With her almost obsessive adherence to routines, asocial tendencies, mimicking of other people’s behaviour, and a lack of abilities (and patience) for small-talk or social politeness, many of Keiko’s thoughts and habits could be seen as autistic traits. What’s appealing about Muraka’s novel is the emphasis on the character’s lack of situating herself as an outsider. Keiko doesn’t see herself as other; it’s the people around her who are strange, unintelligible and confusing. Though there are no two autistic people who are the same, it’s important to note that to a neurodivergent perspective, it is often neurotypicals who seem abnormal.

Reading Murata’s novel can be a soothing and familiar experience to many people on the spectrum. When socialising is depleting and unrewarding; when one’s hyper-sensitivities are interpreted as hysteria or one’s lack of proper display of affect as being unfeeling; when one says something inappropriate or never says the right thing quickly enough—as opposed to the typical portrayal of normal, Keiko is the calm and collected one in her world. Everyone else keeps buzzing around her, along with their cacophony of gossip and societal expectations, as she moves along her own solitary path.

Defining things in terms of ab/normal binaries is rarely helpful, as it can lead towards separation and conflict, but reading, acknowledging and normalising books such as Murata’s strengthens the idea that there is room for all on life’s spectrum, and that everyone can get a bit of (textual) space that proves that they, too, can be normal for a little while, until they’re eventually forced to return to the margins.

In her depiction of a modern, female, Japanese – and arguably autistic – consciousness, Murata is considered subversive: “She writes radically and with a sense of discomfort . . . It is so new that nobody can imitate it”, says Chiaki Ishihara, a literature professor in Japan. As a country with a tighter as opposed to looser culture, individuals on the spectrum may find it difficult to live life on their own terms with all their struggles to adhere to stricter societal standards. Since April is Autism Awareness Month in the U.S., many people are arguing that what we need instead of awareness is acceptance, and I believe being open to autistic perspectives of all genders and ethnicities is an important step in that direction.

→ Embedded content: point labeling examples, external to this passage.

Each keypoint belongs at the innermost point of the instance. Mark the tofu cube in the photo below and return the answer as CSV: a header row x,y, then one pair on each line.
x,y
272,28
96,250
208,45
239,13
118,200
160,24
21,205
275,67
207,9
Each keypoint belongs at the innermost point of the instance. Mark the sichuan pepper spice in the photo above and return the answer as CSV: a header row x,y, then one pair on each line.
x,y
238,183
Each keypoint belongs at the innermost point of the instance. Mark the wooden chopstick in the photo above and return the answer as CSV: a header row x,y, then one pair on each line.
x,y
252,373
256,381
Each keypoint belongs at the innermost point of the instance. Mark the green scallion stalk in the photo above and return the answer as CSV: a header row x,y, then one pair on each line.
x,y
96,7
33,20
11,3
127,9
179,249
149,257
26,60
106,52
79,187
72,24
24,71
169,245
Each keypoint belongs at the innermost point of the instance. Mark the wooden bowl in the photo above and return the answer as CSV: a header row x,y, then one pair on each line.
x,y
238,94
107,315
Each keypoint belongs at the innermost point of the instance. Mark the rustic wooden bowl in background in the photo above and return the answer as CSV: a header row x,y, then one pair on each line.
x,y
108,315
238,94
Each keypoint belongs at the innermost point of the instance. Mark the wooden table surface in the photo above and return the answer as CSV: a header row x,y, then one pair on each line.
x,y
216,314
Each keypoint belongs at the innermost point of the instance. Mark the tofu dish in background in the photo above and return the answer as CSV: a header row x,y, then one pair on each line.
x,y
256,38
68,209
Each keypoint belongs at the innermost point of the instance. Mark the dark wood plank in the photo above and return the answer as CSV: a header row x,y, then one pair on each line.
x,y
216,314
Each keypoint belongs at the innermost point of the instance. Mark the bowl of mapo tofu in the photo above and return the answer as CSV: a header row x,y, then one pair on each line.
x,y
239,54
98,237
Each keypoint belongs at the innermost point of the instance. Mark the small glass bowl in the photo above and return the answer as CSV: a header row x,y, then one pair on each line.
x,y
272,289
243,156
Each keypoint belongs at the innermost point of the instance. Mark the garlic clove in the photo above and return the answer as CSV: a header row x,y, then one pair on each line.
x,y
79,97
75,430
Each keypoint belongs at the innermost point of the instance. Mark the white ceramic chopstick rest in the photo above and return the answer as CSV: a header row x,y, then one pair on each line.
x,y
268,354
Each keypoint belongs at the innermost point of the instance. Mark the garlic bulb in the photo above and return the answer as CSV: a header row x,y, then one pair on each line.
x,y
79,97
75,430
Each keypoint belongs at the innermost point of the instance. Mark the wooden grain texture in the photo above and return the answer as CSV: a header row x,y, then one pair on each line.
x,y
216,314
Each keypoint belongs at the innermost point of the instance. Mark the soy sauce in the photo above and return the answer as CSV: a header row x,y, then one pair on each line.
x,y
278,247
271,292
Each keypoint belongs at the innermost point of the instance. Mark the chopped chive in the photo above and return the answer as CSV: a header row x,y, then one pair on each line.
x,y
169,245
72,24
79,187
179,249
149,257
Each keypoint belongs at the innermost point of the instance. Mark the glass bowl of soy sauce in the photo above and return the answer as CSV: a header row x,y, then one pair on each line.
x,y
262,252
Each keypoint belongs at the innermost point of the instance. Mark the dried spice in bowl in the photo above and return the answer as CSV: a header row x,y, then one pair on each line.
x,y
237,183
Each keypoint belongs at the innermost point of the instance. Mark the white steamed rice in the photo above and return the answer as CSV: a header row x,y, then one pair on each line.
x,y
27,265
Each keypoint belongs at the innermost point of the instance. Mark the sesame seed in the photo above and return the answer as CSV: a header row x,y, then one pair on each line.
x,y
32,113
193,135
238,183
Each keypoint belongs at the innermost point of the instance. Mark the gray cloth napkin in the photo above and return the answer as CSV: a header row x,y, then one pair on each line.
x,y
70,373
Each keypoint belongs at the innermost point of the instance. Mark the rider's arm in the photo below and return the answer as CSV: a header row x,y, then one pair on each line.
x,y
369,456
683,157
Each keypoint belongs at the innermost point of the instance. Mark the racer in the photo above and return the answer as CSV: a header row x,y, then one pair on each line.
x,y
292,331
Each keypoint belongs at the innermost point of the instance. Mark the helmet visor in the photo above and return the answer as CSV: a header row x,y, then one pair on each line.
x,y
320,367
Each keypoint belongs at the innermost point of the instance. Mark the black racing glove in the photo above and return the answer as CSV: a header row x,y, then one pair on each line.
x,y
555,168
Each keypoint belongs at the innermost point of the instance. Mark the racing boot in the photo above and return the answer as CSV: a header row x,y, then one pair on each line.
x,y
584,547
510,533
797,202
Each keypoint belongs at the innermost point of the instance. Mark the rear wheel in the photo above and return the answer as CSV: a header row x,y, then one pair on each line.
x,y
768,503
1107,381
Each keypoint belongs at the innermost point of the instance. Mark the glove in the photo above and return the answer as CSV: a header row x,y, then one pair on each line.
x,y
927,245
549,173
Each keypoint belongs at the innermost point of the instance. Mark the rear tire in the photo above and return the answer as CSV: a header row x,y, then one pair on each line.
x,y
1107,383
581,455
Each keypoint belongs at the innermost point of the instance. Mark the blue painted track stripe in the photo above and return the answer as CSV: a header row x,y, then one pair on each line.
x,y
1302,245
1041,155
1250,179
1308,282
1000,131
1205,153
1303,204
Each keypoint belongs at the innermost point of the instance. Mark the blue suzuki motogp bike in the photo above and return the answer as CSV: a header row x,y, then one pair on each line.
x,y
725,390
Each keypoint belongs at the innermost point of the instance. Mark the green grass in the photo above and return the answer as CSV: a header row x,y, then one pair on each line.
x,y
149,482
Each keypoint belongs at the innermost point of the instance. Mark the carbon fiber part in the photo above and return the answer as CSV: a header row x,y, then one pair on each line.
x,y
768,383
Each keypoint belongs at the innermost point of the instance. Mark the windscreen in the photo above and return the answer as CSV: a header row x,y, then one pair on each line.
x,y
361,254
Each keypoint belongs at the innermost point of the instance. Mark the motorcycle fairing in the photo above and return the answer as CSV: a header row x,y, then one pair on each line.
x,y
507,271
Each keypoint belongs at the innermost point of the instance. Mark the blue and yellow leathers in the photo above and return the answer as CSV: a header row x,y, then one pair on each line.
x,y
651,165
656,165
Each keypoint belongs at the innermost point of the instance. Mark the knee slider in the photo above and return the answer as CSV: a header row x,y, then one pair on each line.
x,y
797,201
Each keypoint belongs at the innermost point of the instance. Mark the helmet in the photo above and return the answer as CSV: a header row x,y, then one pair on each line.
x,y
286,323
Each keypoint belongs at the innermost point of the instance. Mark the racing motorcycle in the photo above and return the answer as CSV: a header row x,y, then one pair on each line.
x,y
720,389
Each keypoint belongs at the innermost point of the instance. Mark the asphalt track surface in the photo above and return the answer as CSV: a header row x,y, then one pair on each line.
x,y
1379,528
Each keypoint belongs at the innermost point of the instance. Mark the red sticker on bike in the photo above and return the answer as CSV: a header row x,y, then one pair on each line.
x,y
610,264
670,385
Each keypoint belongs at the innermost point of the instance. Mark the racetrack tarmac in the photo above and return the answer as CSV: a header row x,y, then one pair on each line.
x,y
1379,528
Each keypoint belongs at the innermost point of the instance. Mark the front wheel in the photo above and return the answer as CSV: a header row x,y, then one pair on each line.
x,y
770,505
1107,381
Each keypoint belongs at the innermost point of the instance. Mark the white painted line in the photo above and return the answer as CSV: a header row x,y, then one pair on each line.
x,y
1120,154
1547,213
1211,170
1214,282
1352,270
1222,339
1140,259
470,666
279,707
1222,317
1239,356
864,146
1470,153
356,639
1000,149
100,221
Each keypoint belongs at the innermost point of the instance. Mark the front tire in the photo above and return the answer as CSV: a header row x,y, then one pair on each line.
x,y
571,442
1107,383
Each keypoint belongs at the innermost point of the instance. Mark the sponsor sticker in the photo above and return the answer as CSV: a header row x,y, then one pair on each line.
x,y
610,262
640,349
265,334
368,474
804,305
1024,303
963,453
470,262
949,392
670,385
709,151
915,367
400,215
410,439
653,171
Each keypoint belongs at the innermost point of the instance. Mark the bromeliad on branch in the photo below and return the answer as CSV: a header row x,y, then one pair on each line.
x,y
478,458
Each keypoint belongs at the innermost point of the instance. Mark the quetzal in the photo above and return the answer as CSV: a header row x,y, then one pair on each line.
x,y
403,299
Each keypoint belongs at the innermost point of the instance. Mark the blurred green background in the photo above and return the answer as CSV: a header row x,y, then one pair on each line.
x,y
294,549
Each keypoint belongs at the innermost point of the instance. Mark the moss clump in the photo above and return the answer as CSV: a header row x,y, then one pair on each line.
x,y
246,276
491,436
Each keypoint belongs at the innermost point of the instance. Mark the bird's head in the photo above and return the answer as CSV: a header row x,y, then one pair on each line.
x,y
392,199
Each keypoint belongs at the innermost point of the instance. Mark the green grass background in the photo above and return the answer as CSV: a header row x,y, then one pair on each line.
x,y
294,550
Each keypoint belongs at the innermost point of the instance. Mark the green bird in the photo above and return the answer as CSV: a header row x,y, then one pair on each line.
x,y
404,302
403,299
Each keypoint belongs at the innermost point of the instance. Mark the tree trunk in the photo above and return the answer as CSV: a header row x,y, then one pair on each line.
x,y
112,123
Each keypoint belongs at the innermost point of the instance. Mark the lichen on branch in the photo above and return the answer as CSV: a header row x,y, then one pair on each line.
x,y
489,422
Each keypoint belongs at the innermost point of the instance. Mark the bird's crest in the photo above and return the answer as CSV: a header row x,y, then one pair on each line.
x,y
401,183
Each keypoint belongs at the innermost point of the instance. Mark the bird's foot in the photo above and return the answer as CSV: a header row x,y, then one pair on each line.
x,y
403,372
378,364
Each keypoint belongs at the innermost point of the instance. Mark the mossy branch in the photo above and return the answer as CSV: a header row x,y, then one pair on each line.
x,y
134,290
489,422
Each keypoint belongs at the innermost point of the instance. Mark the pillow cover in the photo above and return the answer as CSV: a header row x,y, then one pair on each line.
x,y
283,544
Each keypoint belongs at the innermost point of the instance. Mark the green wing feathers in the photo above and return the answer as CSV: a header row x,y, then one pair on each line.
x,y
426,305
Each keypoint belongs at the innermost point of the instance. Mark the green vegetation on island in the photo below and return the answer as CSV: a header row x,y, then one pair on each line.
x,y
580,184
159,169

With or without a neurodiverse reading of the book, I would recommend “Convenience Store Woman” to anyone. After all, regardless of our personal kind of difference, we all need a safe space, and to Keiko, the store is exactly that. As the author said in an interview: “Loving a convenience store became more precious of a thing [for Keiko] to believe in than being a normal person. The convenience store became as important to her as a church. So at first becoming a normal human was her longing and her goal, but in the end she came to want something different.” I invite anyone to find their convenience store, even if only in their mind’s eye or in the pages of a book.